Fear clawed at my throat. I wasn't supposed to die again. Not like this.
And then — voices.
"Over here! There's chakra under the rubble!"
The debris shifted, light breaking through. A masked shinobi crouched above me, flanked by medic-nin. Hands glowing with green chakra pressed against my mother, but the look that passed between them told me everything.
She was gone.
But me… I was pulled free, coughing, eyes streaming. The medic lifted me gently, his voice low but firm.
"This one's alive. Get him to the safe zone."
I looked back only once, as they carried me through the ruined streets. The flames still raged. The fox still roared. And beneath the rubble, my mother remained, her final act etched into my memory.
She had given her life for mine.
⸻
The Scar of Survival
I don't remember how long it took before the battle ended. Only that, when dawn came, the Nine-Tails was gone — sealed away, the Hokage said — but Konoha was broken. Families mourned, entire clans crippled, and children like me left behind in the wreckage.
I was placed with others who had lost parents in the attack. Fed, clothed, cared for in the way the village could manage. But nothing filled the silence where my mother's voice had been.
Still, her last words lingered in my mind, carved deep like a scar: Arato.
I swore I would make that name mean something in this world.
⸻
A Chance Meeting
Weeks later, I wandered near the marketplace ruins when I first saw Itachi Uchiha.
He was my age, but carried himself like someone older, walking beside his mother with quiet grace. A baby swaddled in her arms — his little brother.
Our eyes met briefly. He didn't look away.

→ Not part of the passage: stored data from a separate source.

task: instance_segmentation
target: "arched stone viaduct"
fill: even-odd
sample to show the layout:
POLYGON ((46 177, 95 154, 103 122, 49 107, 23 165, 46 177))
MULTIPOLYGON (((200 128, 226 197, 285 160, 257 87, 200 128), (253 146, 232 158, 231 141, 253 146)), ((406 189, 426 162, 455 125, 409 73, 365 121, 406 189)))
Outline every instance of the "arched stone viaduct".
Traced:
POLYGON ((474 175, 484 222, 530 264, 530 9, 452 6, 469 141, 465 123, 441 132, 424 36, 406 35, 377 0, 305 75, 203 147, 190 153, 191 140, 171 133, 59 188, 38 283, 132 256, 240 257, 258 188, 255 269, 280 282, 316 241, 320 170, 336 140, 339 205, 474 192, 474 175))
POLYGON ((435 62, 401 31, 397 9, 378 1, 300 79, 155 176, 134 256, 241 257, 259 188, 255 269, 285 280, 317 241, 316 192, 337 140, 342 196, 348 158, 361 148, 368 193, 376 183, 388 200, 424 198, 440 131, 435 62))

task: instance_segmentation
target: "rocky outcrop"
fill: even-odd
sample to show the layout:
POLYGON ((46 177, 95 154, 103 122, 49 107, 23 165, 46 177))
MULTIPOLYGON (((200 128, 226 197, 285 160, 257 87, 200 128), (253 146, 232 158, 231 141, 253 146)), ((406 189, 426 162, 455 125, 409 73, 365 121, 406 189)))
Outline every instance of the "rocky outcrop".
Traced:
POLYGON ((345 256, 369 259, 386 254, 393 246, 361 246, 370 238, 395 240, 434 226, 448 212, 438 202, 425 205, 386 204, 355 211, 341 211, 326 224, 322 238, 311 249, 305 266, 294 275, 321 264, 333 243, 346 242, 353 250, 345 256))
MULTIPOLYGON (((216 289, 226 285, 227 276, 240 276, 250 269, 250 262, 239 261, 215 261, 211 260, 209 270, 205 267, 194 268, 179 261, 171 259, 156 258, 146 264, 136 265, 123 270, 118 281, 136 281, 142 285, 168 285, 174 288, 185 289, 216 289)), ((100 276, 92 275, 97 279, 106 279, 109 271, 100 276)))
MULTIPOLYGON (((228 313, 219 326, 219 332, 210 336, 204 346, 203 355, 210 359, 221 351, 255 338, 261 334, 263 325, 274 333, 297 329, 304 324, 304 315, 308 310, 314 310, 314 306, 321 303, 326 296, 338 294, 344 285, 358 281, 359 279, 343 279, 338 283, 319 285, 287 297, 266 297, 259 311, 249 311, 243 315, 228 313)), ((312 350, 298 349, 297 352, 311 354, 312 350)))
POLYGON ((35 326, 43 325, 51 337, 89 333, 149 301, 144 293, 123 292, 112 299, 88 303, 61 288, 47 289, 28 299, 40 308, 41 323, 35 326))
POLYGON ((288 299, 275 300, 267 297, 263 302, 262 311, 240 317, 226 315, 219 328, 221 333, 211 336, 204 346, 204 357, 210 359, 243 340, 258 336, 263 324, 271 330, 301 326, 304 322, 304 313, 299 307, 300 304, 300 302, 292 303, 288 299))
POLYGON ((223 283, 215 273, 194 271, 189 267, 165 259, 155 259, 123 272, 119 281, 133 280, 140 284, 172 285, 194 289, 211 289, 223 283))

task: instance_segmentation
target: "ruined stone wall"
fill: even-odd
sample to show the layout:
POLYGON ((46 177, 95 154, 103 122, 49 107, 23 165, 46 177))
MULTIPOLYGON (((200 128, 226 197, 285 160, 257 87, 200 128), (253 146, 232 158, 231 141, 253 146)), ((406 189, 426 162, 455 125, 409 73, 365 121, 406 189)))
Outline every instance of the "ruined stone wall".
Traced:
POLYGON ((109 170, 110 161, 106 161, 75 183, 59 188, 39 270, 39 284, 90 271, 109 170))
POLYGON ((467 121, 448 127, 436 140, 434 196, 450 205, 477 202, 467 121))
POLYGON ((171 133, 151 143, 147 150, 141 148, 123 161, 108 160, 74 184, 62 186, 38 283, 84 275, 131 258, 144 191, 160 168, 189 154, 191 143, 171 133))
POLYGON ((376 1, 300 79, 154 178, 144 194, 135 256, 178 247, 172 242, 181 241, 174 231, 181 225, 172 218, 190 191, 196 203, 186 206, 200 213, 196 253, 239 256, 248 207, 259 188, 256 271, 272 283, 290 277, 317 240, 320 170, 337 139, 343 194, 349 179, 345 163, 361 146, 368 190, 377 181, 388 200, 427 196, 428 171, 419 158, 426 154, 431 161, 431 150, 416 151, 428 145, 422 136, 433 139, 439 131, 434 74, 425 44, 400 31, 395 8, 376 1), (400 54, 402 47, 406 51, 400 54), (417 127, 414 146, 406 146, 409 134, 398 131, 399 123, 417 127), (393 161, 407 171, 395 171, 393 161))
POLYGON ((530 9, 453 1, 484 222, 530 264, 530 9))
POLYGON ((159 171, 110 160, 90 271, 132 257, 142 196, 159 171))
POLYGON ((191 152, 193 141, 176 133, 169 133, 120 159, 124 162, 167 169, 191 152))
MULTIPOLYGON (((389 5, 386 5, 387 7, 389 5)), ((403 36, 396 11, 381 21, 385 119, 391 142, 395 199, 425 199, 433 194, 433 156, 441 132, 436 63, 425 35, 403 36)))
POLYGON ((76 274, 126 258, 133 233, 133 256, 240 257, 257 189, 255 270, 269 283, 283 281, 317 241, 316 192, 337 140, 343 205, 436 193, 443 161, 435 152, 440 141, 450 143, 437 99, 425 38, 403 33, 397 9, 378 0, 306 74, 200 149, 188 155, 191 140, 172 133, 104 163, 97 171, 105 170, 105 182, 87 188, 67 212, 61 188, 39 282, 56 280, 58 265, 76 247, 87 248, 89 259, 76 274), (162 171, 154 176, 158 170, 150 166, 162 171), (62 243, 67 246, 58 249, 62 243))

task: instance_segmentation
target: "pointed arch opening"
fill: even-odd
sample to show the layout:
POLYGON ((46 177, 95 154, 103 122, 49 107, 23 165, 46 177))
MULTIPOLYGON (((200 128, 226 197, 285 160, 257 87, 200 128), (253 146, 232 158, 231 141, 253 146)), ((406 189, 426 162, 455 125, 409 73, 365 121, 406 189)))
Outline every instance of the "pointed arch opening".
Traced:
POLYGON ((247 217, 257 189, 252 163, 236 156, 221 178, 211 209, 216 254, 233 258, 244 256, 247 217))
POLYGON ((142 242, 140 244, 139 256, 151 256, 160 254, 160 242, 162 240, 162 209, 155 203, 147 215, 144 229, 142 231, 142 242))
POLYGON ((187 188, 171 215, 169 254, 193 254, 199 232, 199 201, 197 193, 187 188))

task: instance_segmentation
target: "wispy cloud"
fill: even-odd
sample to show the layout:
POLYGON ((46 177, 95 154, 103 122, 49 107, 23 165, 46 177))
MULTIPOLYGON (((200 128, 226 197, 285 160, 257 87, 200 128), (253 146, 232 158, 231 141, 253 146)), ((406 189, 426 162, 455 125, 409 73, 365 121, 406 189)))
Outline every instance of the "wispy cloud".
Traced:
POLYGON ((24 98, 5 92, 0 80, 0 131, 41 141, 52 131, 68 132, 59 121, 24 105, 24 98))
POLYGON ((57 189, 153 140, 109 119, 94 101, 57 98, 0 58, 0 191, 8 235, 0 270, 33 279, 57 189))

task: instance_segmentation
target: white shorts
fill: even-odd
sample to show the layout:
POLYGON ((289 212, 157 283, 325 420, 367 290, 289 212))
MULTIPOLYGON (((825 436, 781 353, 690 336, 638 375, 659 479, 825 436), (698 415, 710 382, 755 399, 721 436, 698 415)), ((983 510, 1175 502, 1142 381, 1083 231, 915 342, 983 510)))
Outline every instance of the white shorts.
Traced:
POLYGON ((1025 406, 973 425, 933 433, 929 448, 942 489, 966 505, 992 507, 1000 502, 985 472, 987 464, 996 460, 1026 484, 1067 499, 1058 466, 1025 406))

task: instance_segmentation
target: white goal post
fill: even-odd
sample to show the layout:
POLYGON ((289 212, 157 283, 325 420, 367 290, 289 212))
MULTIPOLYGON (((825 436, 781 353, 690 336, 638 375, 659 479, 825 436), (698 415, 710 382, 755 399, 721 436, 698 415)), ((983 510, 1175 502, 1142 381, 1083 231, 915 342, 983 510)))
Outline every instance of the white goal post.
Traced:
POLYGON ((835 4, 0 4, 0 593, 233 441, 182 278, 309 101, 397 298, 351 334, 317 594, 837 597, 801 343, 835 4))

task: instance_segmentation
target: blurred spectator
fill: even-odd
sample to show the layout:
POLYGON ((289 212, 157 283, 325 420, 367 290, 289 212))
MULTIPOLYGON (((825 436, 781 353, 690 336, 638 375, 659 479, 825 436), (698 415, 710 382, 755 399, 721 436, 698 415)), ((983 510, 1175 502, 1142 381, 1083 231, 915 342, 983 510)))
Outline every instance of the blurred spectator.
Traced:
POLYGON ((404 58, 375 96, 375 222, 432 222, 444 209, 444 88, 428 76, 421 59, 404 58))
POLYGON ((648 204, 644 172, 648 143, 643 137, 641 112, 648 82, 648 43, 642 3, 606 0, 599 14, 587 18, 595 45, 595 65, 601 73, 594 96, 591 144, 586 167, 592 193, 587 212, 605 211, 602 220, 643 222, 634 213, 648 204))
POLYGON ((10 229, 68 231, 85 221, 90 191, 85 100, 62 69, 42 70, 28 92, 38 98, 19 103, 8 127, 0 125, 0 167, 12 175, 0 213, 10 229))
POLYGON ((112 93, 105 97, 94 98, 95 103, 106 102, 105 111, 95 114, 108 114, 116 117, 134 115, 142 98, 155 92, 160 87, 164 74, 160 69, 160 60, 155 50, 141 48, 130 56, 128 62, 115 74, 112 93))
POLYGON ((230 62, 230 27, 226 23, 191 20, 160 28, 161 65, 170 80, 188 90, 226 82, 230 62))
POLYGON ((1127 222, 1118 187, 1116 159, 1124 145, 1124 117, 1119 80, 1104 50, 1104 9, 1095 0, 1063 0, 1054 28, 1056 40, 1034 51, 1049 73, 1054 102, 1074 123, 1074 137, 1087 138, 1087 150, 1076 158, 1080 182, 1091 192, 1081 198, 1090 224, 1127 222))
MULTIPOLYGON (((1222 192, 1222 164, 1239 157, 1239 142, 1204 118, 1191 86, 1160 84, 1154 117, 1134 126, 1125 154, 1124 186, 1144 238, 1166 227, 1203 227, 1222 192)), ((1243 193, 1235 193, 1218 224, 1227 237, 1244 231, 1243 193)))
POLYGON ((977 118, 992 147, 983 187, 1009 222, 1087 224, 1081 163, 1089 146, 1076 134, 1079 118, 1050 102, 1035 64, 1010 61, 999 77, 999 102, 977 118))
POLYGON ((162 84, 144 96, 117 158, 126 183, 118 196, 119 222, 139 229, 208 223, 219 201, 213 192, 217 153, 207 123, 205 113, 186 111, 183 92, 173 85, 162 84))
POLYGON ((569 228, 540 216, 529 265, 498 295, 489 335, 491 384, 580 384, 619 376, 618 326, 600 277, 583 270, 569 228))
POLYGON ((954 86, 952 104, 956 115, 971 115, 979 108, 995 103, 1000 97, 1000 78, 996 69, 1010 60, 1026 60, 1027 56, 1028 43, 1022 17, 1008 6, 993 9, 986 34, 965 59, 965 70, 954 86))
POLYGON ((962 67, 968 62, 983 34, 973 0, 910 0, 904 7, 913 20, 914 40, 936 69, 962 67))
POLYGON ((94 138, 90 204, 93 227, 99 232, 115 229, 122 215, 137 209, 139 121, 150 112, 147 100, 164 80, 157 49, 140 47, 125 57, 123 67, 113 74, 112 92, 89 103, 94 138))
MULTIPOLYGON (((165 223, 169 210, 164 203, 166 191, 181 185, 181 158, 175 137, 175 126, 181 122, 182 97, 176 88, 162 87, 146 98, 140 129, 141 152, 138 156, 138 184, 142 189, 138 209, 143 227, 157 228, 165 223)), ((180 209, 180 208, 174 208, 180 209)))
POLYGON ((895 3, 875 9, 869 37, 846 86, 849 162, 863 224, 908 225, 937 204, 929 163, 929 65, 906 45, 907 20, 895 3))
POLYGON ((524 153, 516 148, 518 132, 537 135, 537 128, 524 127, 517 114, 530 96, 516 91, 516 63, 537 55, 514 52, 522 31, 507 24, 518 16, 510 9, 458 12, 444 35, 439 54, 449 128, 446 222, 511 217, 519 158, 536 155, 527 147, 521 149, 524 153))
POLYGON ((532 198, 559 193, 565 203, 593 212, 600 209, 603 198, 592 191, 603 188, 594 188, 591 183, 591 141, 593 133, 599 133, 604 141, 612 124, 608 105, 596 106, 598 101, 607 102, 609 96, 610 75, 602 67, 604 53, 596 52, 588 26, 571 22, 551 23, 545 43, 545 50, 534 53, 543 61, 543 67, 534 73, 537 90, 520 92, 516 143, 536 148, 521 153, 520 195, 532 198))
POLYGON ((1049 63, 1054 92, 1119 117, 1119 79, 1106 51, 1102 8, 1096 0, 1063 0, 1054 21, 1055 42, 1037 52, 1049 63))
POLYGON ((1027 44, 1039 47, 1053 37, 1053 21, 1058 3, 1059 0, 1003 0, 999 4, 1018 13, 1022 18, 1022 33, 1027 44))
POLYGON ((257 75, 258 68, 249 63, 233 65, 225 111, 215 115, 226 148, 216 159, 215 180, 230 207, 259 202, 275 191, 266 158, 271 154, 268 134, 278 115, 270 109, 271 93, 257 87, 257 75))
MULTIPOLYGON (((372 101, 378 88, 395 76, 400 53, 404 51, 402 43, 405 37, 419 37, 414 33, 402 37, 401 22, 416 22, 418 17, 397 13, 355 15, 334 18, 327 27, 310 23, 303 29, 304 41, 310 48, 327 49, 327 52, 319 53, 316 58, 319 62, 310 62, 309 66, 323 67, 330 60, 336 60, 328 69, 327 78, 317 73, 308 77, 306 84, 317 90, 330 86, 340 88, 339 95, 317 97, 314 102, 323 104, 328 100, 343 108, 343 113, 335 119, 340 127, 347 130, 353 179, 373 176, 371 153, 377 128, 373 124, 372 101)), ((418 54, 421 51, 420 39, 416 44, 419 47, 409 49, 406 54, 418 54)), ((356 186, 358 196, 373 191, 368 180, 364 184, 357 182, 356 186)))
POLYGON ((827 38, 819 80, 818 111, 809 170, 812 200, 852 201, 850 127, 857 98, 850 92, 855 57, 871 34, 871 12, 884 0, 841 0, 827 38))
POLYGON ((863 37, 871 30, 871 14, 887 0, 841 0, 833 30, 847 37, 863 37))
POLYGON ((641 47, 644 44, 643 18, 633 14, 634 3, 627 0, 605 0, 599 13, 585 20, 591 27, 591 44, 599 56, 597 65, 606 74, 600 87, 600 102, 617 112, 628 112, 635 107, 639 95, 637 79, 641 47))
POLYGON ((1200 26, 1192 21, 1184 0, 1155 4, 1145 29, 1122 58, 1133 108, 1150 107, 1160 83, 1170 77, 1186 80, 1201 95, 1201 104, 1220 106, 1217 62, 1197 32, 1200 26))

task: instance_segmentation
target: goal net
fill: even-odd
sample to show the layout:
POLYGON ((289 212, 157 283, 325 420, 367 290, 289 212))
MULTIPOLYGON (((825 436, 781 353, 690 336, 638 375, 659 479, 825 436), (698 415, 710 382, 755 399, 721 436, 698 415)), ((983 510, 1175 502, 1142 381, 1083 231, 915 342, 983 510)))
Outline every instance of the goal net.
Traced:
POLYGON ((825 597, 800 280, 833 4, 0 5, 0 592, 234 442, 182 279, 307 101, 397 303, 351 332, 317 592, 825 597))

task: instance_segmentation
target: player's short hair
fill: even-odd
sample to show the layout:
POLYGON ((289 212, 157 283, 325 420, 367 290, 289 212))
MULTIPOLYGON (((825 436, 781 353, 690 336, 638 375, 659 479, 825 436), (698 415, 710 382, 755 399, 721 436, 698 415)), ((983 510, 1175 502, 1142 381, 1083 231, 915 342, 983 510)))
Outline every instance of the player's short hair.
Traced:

"You lost someone, didn't you?" he asked softly.
I swallowed hard and nodded.
For a moment, there was no judgment, no pity — only understanding. Then his mother called, and he turned away, leaving me with the realization that I wasn't alone in carrying scars too heavy for a child.
⸻
Time Skip – Two Years Later
By the time I turned six, the village had begun to heal. New buildings rose where rubble once lay, though the scars of fire still marked the stones. The Academy filled with children of clans and civilians alike, all training to defend what had almost been lost.
And I, Arato Hayashi, walked among them — no longer just an observer, but a participant.
That was where my story truly began.